What’s Charlie Kaufman’s favourite Pixar film? We know the answer – Monsters, Inc. – because this egghead genius of a screenwriter said so once, while confessing that he hadn’t much cared for WALL.E. His feelings about Inside Out (2015) may be tinged with a trace more bitterness, since it competed with, and bested, his own thoroughly depressive stop-motion animation Anomalisa at that year’s Oscars – a comparison game, given their wildly different remits, that he found absurd.

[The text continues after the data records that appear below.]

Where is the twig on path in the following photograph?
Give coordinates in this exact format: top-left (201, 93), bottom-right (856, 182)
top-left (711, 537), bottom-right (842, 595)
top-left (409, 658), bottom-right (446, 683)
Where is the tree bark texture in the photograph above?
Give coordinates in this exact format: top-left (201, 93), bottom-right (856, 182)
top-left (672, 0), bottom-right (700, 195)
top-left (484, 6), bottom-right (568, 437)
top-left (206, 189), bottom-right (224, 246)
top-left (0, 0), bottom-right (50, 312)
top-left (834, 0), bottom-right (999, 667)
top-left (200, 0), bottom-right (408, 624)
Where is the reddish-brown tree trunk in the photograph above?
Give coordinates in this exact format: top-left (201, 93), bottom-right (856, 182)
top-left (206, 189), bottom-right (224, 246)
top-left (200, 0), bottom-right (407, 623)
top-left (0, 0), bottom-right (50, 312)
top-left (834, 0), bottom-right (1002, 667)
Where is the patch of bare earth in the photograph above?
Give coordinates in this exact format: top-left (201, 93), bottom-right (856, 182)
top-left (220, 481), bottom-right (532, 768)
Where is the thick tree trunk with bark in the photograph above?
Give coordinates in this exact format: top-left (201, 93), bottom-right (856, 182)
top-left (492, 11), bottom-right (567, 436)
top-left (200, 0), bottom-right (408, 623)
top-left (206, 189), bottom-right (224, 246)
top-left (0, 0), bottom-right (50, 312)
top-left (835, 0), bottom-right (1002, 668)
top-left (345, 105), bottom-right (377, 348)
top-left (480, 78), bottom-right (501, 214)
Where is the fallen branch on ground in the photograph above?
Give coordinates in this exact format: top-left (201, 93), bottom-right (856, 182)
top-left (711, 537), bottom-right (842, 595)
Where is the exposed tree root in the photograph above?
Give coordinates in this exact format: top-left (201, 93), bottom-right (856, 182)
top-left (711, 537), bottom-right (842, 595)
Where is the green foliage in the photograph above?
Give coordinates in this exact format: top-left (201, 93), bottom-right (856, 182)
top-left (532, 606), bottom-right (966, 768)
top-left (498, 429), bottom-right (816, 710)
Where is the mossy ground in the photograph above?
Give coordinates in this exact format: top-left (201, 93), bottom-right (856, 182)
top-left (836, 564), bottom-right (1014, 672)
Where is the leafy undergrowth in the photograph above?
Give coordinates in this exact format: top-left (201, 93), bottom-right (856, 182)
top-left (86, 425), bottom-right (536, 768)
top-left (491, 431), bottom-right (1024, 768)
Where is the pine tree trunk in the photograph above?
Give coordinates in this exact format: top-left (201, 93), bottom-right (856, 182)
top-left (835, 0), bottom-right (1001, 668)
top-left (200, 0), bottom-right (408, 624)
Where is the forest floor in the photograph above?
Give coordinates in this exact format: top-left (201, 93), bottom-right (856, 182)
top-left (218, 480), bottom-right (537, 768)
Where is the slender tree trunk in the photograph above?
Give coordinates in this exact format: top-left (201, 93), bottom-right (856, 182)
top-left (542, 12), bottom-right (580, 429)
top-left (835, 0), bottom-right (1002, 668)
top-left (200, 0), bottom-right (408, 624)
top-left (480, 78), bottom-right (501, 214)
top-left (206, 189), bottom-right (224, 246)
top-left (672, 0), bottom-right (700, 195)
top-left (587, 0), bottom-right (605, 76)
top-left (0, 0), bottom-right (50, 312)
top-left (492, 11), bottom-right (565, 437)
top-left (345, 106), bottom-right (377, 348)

“If you can’t beat them, join them” may be the axiom spurring Kaufman to collaborate with DreamWorks Animation and hereby write his first screenplay for a children’s film, adapting a 2014 picture book by Emma Yarlett called Orion and the Dark.
The tiny kid in Yarlett’s illustrations confronts his biggest fear in life: the moment when the bedroom lights go off and existential dread creeps in. In the film as well as the book, Orion gets to know the dark better, seeing him personified as a hulking, black companion-entity who’s ultimately more sad than scary, and has his best interests at heart.
The hand-holding odyssey that follows is strikingly Monsters, Inc.-y, and best – indeed, quite lovely – when it’s being that. Yarlett’s book was for pre-schoolers, but in Sean Charmatz’s film, Orion (Jacob Tremblay) is a shy boy in elementary school, at the age when he’s scribbling all day, illustrating his litany of fears, from mosquito bites to blocking the school’s plumbing and giving wrong answers in class.
Which is to say, he has been converted into a classic Charlie Kaufman character, an artist with an A to Z of neuroses he can’t hide, and years of therapy surely ahead. How it is that Dark (Paul Walter Hauser) presides as his single greatest fear is upsetting for the big furry-looking guy, who feels he’s done nothing to earn this. What’s so good about Light (Ike Barinholtz) anyway? He roars through the sky like a nude Olympian braggart, waking everyone up and endlessly sure of himself.